Il est écrit que chaque larme que tu verses rejoint une rivière qui, elle-même, va rejoindre un fleuve qui, nourri d’autres rivières, se jette dans la mer si bien que l’océan est fait de larmes. Il ne me sert à rien de filer cette métaphore, je ne pleure jamais; du moins, pas avec les yeux. Parfois, je le voudrais tellement que je me sens aussi aride que le Sahara ou le désert du Thar. Pourtant, il est acquis qu’au milieu des océans de sable on trouve les plantes les plus vivaces et les plus résilientes, même si je n’aime pas beaucoup ce dernier terme. Fin de la parenthèse. Que je sache, l’Afrique de l’Ouest de Man Romaine et le Tamil Nadu de Périam ne sont pas des déserts. Quant au pays d’ici, il grouille d’énergie. Nonobstant, ressembler n’est pas être. Voilà sans doute la pierre d’achoppement.

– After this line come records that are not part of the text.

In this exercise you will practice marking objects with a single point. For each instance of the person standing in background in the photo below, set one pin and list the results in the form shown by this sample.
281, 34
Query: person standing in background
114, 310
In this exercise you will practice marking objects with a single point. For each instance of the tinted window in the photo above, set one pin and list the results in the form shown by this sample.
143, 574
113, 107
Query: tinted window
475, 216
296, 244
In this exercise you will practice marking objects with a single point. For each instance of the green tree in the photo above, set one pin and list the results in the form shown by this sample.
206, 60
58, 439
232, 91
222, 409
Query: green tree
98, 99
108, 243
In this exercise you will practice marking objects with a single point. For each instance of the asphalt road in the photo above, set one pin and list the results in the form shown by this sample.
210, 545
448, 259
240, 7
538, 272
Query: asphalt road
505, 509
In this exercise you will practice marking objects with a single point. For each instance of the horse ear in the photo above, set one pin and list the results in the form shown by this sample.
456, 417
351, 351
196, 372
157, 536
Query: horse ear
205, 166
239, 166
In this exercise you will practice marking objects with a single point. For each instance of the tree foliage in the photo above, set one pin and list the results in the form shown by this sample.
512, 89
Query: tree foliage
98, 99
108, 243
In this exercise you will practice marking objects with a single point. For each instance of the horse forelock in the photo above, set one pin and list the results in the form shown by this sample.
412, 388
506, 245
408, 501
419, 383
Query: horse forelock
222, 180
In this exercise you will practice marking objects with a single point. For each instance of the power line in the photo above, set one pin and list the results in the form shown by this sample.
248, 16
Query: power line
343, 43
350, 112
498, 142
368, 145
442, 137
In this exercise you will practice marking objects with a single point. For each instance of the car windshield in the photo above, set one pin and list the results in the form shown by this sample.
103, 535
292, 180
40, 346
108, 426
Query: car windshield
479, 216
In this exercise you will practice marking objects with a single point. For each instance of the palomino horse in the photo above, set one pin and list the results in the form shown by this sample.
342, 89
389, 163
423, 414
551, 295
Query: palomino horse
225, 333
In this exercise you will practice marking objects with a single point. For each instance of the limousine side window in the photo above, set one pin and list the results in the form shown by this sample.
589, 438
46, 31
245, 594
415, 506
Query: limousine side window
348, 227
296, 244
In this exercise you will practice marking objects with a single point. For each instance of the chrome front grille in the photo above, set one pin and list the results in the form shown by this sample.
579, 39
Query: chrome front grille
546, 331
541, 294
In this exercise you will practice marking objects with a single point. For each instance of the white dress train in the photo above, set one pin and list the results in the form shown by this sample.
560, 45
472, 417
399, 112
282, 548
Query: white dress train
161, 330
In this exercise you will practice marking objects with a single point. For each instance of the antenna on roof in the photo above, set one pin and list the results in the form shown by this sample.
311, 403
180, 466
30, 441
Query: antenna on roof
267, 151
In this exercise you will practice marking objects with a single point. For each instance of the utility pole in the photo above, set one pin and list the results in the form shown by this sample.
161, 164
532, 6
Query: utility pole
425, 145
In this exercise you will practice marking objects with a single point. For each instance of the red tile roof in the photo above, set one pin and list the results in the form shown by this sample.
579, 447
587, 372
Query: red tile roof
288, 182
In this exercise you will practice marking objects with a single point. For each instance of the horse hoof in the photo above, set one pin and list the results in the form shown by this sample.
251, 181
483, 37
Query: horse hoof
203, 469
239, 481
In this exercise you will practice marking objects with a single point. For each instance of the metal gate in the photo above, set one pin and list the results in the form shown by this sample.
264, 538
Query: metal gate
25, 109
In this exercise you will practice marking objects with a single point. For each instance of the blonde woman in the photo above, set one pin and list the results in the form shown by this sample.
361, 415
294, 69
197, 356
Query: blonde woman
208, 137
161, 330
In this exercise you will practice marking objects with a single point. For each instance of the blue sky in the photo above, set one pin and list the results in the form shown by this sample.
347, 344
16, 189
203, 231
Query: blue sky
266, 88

Les grandes douleurs sont muettes; les grandes amours adolescentes aussi. J’ai toujours été plus à l’aise avec les mots que l’on écrit qu’avec les mots que l’on prononce. Longtemps, ce fut pour moi comme une infirmité. Cependant, pendant la longue année pendant laquelle notre couple se forgea, pour le meilleur comme on disait en ce temps-là, le pire n’étant pas envisageable, cette quasi-aphasie m’apparut comme un bouclier. Une véritable bulle s’était formée autour de nous, un rideau protecteur derrière lequel je tutoyais l’éternité. Nul besoin de voile et encore moins de voile noire. Gwenaëlle n’était pas Yseult aux blanches mains, et moi, bien qu’aussi tourmenté que lui, je n’étais pas Tristan. Je devais m’emberlificoter dans la mythologie; je dirais que nous naviguions au cœur des nuées du paradis terrestre avant qu’Eve ne mordît dans la pomme rutilante que lui tendait Nawash, le serpent de l’Ancien Testament.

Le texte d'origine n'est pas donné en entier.